According to watchdog StopAntisemitism, since Hamas and Islamic Jihad militants staged a surprise attack on Israel on October 7, it has experienced a 1,500 percent increase in reported incidents. In the first month following the attack, another organization, the Anti-Defamation League, said reports of antisemitism had risen 316 percent year-on-year.

When questioned about its response to these cancelations, the White House faced a backlash for also noting a rise in Islamophobia that has occurred at the same time. Its own Hannukah party is set to take place on Monday, The Washington Post reported.

Disney World, in Florida, and Disneyland, in California, meanwhile have maintained their plans to commemorate the festival—which begins on Thursday night.

Hannukah is not a strictly religious festival, but has become a major part of Jewish culture. It is the only Jewish festival that marks a military victory: when the Maccabees successfully recovered Jerusalem from the then Seleucid emperor Antiochus in the second century BC.

After the Second Temple was sacked by the Seleucids, the story goes, the Maccabees only had enough lamp oil for one night, but it lasted for eight days—which are represented by the eight candles on a hanukkiah lit over the course of eight days.

But while many Jews see Hanukkah as representing light and hope, some have viewed its usual mirth as inappropriate in the context of the war between Israel and Hamas.

A hanukkiah lighting had been scheduled to take place at the 2nd Sundays Art and Music Festival in Williamsburg, Virginia, on December 10, but it has since been canceled. Shirley Vermillion, the festival’s founder, told the Daily Press that the event “seemed very inappropriate” given the conflict.

“The concern is of folks feeling like we are siding with a group over the other[…]not a direction we ever decide to head,” she said.

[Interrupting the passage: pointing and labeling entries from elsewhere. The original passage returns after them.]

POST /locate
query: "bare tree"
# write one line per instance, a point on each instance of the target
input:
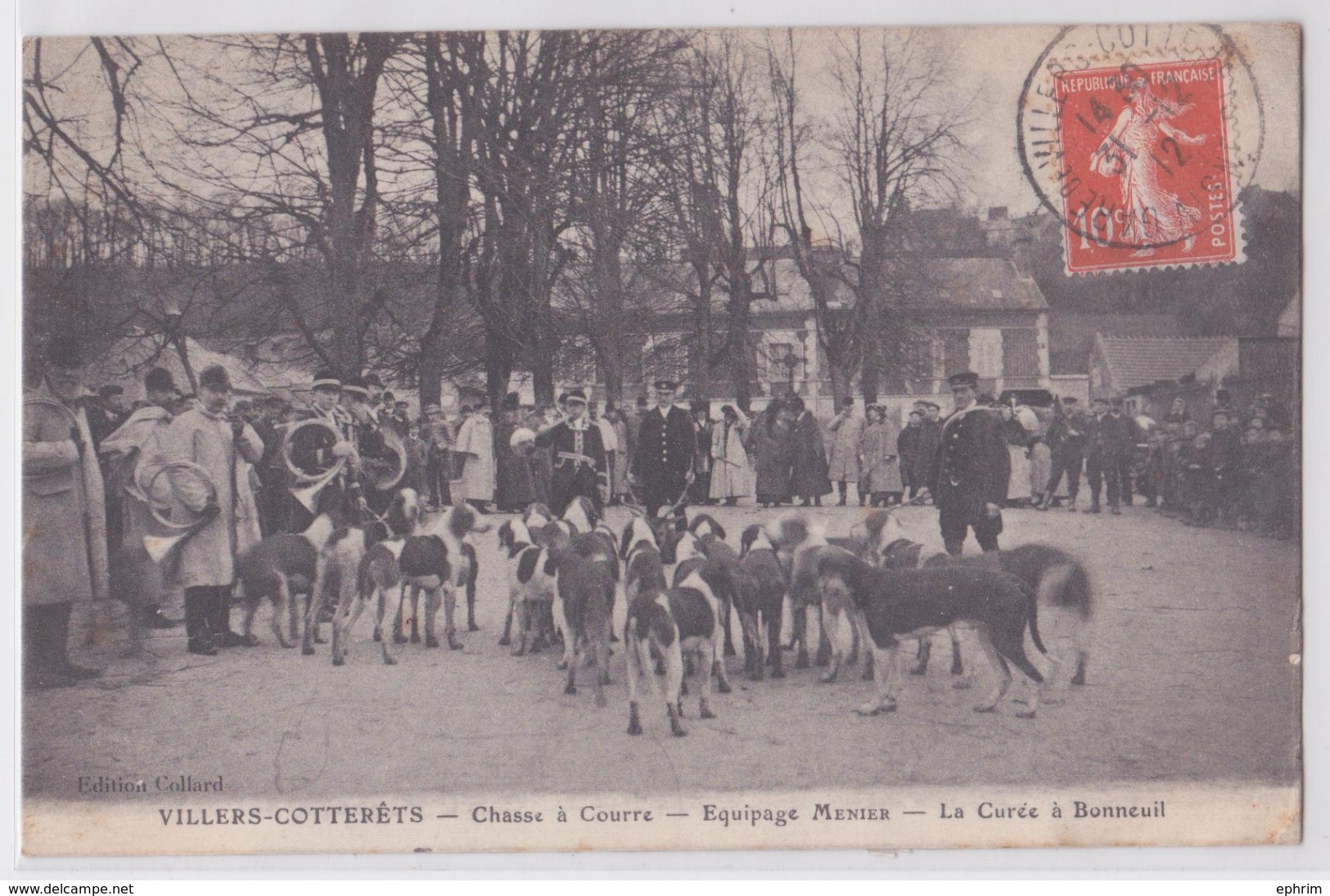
(717, 187)
(893, 144)
(620, 221)
(286, 125)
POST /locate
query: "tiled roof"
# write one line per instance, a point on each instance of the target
(981, 285)
(972, 283)
(1140, 361)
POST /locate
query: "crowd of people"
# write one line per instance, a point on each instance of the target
(1233, 468)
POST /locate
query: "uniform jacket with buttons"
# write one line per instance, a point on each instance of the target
(664, 447)
(972, 466)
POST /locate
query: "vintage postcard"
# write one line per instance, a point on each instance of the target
(681, 439)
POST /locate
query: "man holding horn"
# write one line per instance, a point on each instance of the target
(64, 548)
(129, 449)
(212, 438)
(313, 449)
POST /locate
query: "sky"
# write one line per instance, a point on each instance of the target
(989, 67)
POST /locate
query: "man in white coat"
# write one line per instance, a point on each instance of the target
(64, 525)
(210, 436)
(476, 447)
(134, 448)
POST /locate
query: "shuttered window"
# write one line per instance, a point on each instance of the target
(1019, 353)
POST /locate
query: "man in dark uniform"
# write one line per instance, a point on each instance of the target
(1108, 438)
(663, 457)
(368, 440)
(579, 455)
(315, 449)
(1067, 439)
(970, 471)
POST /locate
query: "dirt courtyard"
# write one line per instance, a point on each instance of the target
(1189, 679)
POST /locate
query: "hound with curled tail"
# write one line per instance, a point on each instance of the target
(376, 574)
(649, 633)
(911, 602)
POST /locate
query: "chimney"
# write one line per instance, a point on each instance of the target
(1021, 255)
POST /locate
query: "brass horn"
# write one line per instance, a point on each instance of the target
(385, 472)
(164, 510)
(308, 485)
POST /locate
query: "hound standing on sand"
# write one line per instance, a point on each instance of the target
(910, 602)
(651, 630)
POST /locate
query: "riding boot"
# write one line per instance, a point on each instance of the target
(196, 621)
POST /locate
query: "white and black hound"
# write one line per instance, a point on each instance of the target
(906, 604)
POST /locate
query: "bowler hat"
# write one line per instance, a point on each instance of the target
(159, 380)
(216, 378)
(326, 379)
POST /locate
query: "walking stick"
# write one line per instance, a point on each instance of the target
(91, 638)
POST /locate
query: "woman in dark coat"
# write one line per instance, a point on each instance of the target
(769, 443)
(810, 476)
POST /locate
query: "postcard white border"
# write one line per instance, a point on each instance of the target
(168, 16)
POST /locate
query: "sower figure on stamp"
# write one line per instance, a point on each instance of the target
(664, 453)
(578, 453)
(970, 470)
(64, 545)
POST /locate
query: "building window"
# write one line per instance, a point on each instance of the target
(1019, 353)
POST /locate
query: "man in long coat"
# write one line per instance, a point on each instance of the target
(579, 455)
(314, 449)
(809, 476)
(664, 453)
(1108, 440)
(64, 545)
(913, 476)
(209, 436)
(970, 470)
(129, 451)
(846, 428)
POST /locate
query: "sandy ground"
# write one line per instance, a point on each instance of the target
(1189, 681)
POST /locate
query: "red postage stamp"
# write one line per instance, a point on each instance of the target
(1144, 166)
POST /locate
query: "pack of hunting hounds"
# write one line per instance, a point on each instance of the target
(681, 581)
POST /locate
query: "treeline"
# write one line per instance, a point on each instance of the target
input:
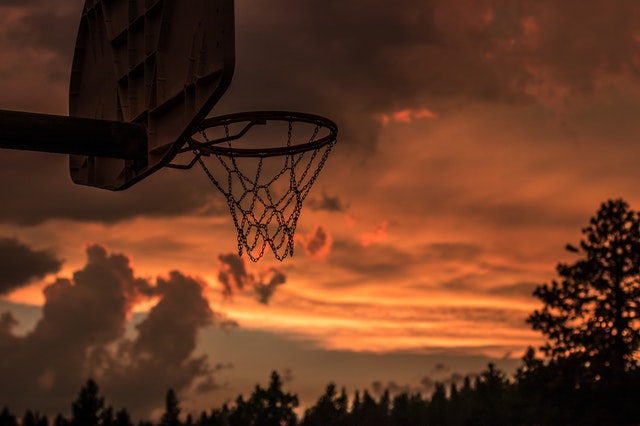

The United Jewish Community of the Virginia Peninsula issued a statement criticizing the decision, and claimed festival organizers had offered to reinstate the event if it were held under a banner calling for a ceasefire.

Virginia’s Gov. Glenn Youngkin urged the organizers to reconsider the decision, writing on Monday: “Singling out the Jewish community by canceling this Hanukkah celebration is absurd.”

According to the Religious News Service, an annual bash in Washington D.C. called Latkes and Vodka was also canceled this year by its host, Steve Rabinowitz, a media consultant and former press aide in the Bill Clinton White House.

In an email on Tuesday, he reportedly said: “I just don’t feel right hosting a party this year, given October 7 and in the middle of an actual war.”

The Zony Mash Beer Project, a brewery and events space in New Orleans, Louisiana, which was due to hold a Hanukkah celebration on the first night of the festival, abruptly announced it was canceling the event on Wednesday.

In a statement, it attributed the decision to “external tensions,l” without specifying what those were.

“Our intent has always been to host a lighthearted and conflict-free celebration, providing a space for diverse communities to come together and enjoy the spirit of Hanukkah,” the beer project wrote. “Unfortunately, challenges beyond our control have compromised our ability to ensure a joyful and safe environment.”

Adam Mayer, a Jewish activist who runs a pop-up called Latke Daddy, who has publicly criticized Israel’s intervention in Gaza, said in his own statement that he had been disinvited “respectfully” after other members of the Jewish community expressed unhappiness with his position.

A Jewish-owned house in Houston, Texas which has for the past few years with a blue and white light display, encouraging others to visit it, said it would be toning down the display this year over the war between Israel and Hamas.

In a statement on November 26, the owners said: “In light of current events, the Hannukah House is still aglow, with only white lights in the hope of peace.”

Rabbi Brad Hirschfield, an author and president of the National Jewish Center for Learning and Leadership, will still be celebrating Hanukkah at home, but will not be hosting an open house this year as he traditionally does.

“I don’t entirely know how you can celebrate a festival of victory fully and completely when we are a people at war,” he told the Religious News Service. “That’s a challenge.”